The meaning of life: is happiness overrated?

Evolution has no purpose but it a biological action. We can only pick something to be our purpose. If you choose something that makes you unhappy; so be it but I cannot understand something like that.

If that’s indeed a religious claim, then I have to agree with them - and even a broken clock is right twice a day - on this point: If we can see no purpose to life, we simply won’t bother living. Why should we? The big difference between theist and atheist re the meaning of life lies in the way in which it is obtained: subscribers to religion unquestioningly receives it wholesale from it’s clergy, while secularists must derive their own through reason, sentiment, or whimsy. But we all need it. Even on weekends.

What prevents the biological survival imperative...
Nothing. It as reasonable as anything else that we may find inspiring.

Well, true, but I’m not following how it ties in … are you saying that the purpose of life is to resist change in general?

Rigil

Actually, it’s a wishful woo-woo claim that virtually all religions exploit. There is an evolutionarily beneficial and obsessive drive in humans to seek agency and meaning behind any and all events, and this probably lies at the root of any disappointment we may feel by the thought that our lives are meaningless except for what we ourselves and our loved ones assign to them.

Perhaps the problem is a difference in what we mean by “purpose” and “meaning.” Meaning is always contextually determined but humans are very good at hiding this contextual dependence from themselves. The life of an Aristotle or an Einstein or a Mozart was hardly meaningless in the context of humanity’s history, whereas the universe could hardly care less. Religions and other forms of woo-woo simply can’t resist positing — usually as undeniable fact — some or other absolute and eternal yardstick for meaning and purpose. But such is a chimera, otherwise most of us would probably agree already. The real question is why anyone who has contemplated the issue should feel that an autonomous, internally decided and possibly transient meaning/purpose should be inferior or any less convincing than the hopeful fiction of some ostensibly absolute and immutable one.

Even the “ultimate” purpose that most religions punt is very dodgy: You live a saintly life, you die, you go to heaven and enjoy everlasting bliss. Now what? And what about the habitual seekers who aren’t so easily appeased? Or is it a given that their seeking will vanish once they’ve achieved this “ultimate” purpose? If we retain, post mortem, any shred of our humanity, this must be the most stultifying of experiences, and, what’s worse, by definition it never ends.

Except that in itself it’s about as basic and unexciting as you can get, which is why people typically underestimate the long reach of its pervasively overpowering force. However, my point was much more that it can give rise indirectly and even by several removes to some of our more powerful urges or drives to thought and action. Religions came about in large part because of it with life-after-physical-death notions being just the most obvious point of reference.

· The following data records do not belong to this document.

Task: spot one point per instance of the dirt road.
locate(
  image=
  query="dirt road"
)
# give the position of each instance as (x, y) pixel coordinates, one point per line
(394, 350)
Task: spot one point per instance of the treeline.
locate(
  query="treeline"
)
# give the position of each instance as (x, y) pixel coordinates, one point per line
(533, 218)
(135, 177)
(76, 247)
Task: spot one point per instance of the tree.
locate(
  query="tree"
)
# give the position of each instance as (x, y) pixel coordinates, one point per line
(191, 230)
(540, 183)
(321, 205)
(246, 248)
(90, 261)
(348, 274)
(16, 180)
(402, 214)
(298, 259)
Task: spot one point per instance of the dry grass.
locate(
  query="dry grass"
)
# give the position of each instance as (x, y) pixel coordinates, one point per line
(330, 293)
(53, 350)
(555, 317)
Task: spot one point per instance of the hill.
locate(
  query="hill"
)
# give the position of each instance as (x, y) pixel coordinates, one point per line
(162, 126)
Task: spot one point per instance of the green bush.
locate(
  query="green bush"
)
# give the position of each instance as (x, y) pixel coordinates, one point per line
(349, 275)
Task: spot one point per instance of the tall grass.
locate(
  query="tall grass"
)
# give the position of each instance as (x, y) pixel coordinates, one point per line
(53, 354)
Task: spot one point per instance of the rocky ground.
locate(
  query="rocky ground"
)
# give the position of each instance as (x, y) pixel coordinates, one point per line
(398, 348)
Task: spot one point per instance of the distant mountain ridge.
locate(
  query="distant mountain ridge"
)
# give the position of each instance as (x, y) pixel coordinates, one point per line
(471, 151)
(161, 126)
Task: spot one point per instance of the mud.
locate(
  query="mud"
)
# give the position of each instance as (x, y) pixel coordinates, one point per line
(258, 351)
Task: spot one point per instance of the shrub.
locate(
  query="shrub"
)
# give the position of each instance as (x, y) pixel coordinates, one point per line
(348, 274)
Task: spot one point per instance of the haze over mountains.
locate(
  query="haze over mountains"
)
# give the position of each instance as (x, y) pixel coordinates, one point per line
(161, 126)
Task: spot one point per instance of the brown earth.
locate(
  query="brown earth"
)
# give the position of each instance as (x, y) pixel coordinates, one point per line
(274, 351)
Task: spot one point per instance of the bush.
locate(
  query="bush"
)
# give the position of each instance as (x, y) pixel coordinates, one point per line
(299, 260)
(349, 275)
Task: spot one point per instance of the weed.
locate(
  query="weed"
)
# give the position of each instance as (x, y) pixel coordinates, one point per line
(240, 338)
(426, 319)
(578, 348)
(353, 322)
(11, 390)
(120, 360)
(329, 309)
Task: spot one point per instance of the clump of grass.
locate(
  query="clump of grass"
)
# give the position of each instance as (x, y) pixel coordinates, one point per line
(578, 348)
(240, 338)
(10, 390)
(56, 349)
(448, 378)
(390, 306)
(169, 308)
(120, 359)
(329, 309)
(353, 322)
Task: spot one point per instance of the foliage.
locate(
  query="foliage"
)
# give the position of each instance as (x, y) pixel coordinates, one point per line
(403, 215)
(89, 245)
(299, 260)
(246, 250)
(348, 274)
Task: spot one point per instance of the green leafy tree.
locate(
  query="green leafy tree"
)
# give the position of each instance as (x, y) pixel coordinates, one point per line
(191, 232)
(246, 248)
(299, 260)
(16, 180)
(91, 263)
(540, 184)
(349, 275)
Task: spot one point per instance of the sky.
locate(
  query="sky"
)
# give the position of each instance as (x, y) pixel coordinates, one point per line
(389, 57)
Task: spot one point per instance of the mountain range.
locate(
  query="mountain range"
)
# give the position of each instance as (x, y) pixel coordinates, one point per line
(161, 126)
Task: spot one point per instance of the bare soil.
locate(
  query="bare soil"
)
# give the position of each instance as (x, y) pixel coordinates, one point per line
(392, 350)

No, what I’m saying is that resisting potentially detrimental change as well as striving to understand all aspects of the world we inhabit, our fellows and our surroundings in pursuit of a total sense of security, individually and collectively constitute powerful motivators to action on our part. It staunchly challenges the idea that a Grand Purpose™ is necessary for us to get up and do stuff.

'Luthon64

I am never too sure about what people even mean by “the meaning of life” or “happiness.” Don’t know why anyone agonizes over it either.

The answer is 42 of course.

Because, my chum, without such introspection we are liable to overindulge in mere sensual pleasures. 0:)

R.

Who says there is anything “mere” about sensual pleasures? :slight_smile:

The funny thing is, I actually live fairly ascetically, perhaps a bit according to the original Epicurean idea But I no longer bother trying to answer questions that seem to me to be essentially meaningless and unanswerable. Or to which “42” is as good an answer as any.

The pursuit of happiness should not be confused with the pursuit of pleasure. We find happiness in different ways and hedonism may be a component thereof, but so may the sense of achievement or altruism give rise to happiness. The lack of a universal answer to the meaning of life does not imply a hedonic lifestyle and Mr Creosote is in fact mocking this fallacy. Setting yourself goals and achieving those goals need not be subject to some overall purpose of existence. Eventually our species will become extinct and all our achievement will appear to be in vain, so not even propagating ourselves can have an eternal purpose. However, in the space and time in which we live, our actions can be significant.

The religious concept that our purpose is to serve an almighty god reaffirms the self contradictory nature of almightiness: I cannot see how an almighty being can be in need of any servants.